남경현 (Aalto University)
Title: On simultaneously preperiodic points for one-parameter families of polynomials in characteristic p
Abstract: In 2011, Baker and DeMarco discovered an interesting property of simultaneously preperiodic points: two complex numbers a and b are preperiodic for the map x^d + c (with d > 1) for infinitely many complex numbers c if and only if a^d = b^d. This result was generalised to arbitrary polynomials by Ghioca, Hsia, and Tucker in 2013. More recently, Ghioca and Hsia studied this problem over a field of characteristic p under certain special conditions. Our project aims to address cases not covered by Ghioca and Hsia. Furthermore, we obtain a result concerning the colliding orbits problem, which can be derived easily from the result on simultaneously preperiodic points. This is a joint work with Jungin Lee.
이영준 (Seoul National University)
Title: Applications of arithmetic dynamics and algebraic dynamics to orbit Zariski closure problem
Abstract: I demonstrate the algorithm to compute orbit Zariski closure given an explicit rational action on $\mathbb{A}_{\overline{\mathbb{Q}}}$ and a point of the affine plane. It follows by combining results of arithmetic and algebraic dynamics. For the arithmetic dynamics, we have the result by Whang which gives criterion to decide whether the orbit is finite or not. For the algebraic dynamics, we have the geometric group theoretic description of the automorphism group of the affine plane provided by Stephane Lamy.

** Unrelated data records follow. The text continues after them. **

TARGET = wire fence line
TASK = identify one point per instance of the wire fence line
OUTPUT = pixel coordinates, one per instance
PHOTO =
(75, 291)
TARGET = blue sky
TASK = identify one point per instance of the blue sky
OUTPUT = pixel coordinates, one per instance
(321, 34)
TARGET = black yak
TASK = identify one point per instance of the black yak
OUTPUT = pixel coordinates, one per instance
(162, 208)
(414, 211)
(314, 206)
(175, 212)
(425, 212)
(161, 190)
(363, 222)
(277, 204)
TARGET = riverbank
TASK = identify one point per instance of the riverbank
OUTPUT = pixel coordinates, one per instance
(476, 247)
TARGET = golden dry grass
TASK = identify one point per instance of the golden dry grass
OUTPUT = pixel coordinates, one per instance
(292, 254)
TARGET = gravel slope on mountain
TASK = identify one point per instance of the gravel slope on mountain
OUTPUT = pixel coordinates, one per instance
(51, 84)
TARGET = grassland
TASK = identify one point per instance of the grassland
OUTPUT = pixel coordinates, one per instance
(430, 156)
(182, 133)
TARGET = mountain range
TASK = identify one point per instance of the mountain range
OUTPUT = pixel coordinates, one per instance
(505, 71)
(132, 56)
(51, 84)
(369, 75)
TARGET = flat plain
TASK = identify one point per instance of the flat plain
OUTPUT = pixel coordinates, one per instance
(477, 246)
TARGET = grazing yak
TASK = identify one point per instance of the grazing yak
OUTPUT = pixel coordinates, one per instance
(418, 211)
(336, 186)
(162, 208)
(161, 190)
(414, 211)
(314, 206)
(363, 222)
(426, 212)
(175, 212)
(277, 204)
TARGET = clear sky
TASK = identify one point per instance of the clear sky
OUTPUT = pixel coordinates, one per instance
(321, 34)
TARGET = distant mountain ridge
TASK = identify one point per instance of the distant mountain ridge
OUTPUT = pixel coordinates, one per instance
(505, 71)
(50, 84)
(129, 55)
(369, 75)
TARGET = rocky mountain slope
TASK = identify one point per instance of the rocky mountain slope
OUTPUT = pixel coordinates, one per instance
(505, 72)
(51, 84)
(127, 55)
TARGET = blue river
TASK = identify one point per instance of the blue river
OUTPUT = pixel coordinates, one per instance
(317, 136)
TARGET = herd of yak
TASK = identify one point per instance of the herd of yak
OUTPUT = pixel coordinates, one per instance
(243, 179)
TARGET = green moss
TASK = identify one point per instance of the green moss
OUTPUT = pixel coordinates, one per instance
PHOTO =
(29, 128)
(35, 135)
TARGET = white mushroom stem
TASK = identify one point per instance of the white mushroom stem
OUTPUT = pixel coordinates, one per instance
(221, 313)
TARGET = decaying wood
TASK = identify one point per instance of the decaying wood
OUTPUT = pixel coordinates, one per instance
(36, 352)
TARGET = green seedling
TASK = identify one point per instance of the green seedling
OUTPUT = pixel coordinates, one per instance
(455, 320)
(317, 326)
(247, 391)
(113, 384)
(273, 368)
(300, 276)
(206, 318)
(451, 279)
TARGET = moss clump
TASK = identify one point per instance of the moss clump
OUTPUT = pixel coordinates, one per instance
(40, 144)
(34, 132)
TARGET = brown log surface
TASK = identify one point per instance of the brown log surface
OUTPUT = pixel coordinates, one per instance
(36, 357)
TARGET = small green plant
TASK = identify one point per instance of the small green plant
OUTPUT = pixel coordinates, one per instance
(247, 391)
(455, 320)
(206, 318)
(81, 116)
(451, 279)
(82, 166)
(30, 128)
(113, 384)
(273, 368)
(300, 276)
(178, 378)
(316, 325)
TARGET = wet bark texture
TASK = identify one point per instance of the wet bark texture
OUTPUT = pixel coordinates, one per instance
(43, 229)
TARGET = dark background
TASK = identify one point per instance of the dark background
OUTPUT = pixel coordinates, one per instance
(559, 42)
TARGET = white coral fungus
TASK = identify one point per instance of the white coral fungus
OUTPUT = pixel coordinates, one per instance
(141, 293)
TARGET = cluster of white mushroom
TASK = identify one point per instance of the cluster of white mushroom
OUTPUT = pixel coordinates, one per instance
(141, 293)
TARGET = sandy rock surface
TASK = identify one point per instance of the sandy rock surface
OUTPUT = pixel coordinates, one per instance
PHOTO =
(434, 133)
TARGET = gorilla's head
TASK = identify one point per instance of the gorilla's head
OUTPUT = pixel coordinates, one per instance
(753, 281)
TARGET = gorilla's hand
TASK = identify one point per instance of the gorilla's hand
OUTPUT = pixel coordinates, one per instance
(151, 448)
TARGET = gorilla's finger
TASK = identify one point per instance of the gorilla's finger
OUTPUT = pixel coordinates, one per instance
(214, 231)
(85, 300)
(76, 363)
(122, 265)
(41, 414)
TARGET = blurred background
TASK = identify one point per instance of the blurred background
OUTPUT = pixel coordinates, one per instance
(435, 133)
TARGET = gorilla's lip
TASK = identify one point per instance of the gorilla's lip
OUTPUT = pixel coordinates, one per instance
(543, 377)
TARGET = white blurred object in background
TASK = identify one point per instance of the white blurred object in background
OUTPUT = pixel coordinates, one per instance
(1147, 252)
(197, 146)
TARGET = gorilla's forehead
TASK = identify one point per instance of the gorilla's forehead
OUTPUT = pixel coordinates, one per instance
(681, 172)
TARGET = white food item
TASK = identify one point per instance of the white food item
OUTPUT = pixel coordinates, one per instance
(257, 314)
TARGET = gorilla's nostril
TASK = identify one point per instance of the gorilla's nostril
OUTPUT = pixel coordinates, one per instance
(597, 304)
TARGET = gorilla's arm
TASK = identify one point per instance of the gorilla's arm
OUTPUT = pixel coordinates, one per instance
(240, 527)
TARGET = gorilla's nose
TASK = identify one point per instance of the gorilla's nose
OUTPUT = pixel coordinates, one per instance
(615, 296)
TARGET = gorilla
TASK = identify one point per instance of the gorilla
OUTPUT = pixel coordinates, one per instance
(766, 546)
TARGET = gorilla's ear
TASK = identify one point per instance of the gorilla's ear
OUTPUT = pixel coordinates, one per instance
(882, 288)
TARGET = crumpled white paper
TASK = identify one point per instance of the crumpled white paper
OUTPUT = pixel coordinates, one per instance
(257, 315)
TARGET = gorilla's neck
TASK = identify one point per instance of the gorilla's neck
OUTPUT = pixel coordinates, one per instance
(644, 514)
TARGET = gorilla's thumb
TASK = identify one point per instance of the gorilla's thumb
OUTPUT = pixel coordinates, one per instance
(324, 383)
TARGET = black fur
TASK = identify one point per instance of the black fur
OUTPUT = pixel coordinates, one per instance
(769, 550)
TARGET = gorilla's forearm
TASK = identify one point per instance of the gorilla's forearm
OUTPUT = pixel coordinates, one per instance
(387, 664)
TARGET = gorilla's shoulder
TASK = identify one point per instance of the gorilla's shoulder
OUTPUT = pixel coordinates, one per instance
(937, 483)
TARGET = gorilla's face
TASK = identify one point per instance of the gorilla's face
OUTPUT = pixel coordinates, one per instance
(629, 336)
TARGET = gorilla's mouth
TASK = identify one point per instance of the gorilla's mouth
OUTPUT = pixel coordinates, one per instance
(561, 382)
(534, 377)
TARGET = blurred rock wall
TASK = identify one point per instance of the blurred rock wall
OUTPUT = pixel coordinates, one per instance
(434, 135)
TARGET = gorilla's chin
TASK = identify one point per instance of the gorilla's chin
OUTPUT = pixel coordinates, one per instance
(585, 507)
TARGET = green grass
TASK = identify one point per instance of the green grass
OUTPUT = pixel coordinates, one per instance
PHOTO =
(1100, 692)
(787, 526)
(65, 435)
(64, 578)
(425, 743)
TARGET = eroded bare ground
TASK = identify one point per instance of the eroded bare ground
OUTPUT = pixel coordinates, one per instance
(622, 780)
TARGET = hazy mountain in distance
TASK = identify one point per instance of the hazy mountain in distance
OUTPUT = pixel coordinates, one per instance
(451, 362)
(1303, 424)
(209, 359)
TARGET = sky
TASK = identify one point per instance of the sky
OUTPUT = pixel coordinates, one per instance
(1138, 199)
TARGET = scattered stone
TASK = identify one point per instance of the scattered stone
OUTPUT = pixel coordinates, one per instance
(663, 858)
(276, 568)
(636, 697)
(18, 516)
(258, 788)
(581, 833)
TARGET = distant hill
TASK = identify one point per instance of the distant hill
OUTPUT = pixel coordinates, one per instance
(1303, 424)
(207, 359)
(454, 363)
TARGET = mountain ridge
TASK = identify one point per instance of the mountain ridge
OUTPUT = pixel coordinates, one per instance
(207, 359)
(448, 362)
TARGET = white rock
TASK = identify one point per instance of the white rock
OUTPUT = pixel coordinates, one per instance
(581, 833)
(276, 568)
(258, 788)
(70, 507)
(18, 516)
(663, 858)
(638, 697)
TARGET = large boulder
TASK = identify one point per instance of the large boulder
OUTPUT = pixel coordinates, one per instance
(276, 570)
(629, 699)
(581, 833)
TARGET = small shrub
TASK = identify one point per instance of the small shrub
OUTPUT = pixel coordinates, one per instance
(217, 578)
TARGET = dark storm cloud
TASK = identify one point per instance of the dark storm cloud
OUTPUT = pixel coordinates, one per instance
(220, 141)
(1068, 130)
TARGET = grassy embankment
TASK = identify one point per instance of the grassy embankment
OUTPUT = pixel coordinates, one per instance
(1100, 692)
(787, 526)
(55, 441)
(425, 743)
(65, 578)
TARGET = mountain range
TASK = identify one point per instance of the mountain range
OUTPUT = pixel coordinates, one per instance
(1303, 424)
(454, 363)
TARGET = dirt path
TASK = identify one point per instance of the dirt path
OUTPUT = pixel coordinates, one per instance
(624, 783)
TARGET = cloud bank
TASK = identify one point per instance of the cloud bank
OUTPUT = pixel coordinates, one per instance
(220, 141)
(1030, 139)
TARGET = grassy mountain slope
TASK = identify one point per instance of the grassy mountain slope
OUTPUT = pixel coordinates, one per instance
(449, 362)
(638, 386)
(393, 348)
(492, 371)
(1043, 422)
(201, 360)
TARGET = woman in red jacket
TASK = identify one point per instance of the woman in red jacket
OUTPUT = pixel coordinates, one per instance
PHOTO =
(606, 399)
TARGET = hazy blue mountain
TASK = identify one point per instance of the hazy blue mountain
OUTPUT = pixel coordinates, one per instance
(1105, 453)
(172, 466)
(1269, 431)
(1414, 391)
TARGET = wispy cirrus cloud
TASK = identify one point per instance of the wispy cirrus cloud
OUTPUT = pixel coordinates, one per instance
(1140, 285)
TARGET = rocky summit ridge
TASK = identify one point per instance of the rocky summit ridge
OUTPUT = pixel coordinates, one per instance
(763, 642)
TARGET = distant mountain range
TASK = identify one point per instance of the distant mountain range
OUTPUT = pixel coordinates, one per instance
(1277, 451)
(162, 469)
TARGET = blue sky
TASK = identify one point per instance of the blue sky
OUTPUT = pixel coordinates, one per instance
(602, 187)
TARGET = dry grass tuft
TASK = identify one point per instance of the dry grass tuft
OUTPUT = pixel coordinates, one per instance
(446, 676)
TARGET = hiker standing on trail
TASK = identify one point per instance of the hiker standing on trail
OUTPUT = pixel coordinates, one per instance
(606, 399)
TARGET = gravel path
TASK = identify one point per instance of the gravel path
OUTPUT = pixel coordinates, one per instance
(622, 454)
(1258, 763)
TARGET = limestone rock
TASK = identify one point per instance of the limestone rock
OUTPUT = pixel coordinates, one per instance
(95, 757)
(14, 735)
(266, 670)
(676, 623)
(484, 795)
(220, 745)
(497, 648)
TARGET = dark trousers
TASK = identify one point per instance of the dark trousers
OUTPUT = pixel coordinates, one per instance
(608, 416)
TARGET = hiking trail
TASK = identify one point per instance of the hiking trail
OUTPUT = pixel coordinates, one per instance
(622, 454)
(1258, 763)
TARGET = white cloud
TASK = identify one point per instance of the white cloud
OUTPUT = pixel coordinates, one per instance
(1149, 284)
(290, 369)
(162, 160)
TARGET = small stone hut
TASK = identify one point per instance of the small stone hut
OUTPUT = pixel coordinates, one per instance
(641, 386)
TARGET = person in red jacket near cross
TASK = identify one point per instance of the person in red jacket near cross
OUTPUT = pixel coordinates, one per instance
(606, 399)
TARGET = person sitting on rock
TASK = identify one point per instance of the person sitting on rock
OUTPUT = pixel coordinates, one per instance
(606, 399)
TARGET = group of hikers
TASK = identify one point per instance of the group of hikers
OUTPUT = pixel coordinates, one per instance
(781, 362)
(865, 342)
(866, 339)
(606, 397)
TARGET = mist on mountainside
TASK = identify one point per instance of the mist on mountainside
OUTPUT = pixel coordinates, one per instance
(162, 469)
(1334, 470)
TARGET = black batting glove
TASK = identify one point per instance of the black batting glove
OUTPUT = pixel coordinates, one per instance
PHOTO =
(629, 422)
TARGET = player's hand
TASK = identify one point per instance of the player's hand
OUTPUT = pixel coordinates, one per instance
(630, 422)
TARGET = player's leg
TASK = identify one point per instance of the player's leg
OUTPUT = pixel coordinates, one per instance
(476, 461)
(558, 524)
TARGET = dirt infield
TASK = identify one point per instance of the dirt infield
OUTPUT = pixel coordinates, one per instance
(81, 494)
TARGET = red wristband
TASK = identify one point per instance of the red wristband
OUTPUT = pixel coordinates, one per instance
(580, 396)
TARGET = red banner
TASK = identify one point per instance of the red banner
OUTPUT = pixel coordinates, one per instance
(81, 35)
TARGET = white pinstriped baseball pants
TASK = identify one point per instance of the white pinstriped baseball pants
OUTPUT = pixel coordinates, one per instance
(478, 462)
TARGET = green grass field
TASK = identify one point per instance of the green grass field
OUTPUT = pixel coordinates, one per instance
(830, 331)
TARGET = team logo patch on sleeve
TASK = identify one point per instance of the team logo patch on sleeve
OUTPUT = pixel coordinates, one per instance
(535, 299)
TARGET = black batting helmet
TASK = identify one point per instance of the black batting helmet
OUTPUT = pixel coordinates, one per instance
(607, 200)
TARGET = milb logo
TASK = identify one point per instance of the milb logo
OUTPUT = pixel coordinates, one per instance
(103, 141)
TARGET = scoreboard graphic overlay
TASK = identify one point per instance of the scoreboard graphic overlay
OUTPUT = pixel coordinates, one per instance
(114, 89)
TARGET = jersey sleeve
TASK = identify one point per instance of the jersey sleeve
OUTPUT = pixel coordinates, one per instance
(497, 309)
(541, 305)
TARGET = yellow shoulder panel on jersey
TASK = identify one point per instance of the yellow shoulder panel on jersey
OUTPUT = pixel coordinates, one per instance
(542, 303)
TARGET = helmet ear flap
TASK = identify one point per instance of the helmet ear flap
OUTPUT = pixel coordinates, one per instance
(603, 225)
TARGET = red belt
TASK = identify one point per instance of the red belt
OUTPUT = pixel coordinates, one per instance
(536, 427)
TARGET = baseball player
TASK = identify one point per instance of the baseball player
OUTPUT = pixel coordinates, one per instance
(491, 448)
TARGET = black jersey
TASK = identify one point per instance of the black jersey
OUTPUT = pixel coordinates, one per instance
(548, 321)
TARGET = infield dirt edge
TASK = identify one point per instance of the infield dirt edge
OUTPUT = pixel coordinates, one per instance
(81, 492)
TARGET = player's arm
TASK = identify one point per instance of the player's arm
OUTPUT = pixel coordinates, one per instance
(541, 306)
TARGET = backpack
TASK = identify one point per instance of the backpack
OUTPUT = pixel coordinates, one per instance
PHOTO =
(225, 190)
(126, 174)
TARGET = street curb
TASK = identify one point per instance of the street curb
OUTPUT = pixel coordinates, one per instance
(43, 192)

한민식 (University of Rochester)
Title: Finite Index Theorems for Iterated Galois Groups
Abstract: When a rational map of degree d defined over a field K is iterated, it generates a tree of preimages for a given base point in K. The absolute Galois group of K acts on this infinite d-ary rooted tree T, and this action defines a group homomorphism (called an "arboreal Galois representation") into Aut(T), the full automorphism group of T. Inspired by the work of Odoni (1985), there has been active research on the index of the image of an arboreal Galois representation in Aut(T). In this talk, I will briefly survey the main results on this topic and introduce present recent joint work with Thomas J. Tucker on the image of the arboreal Galois representations of unicritical polynomials.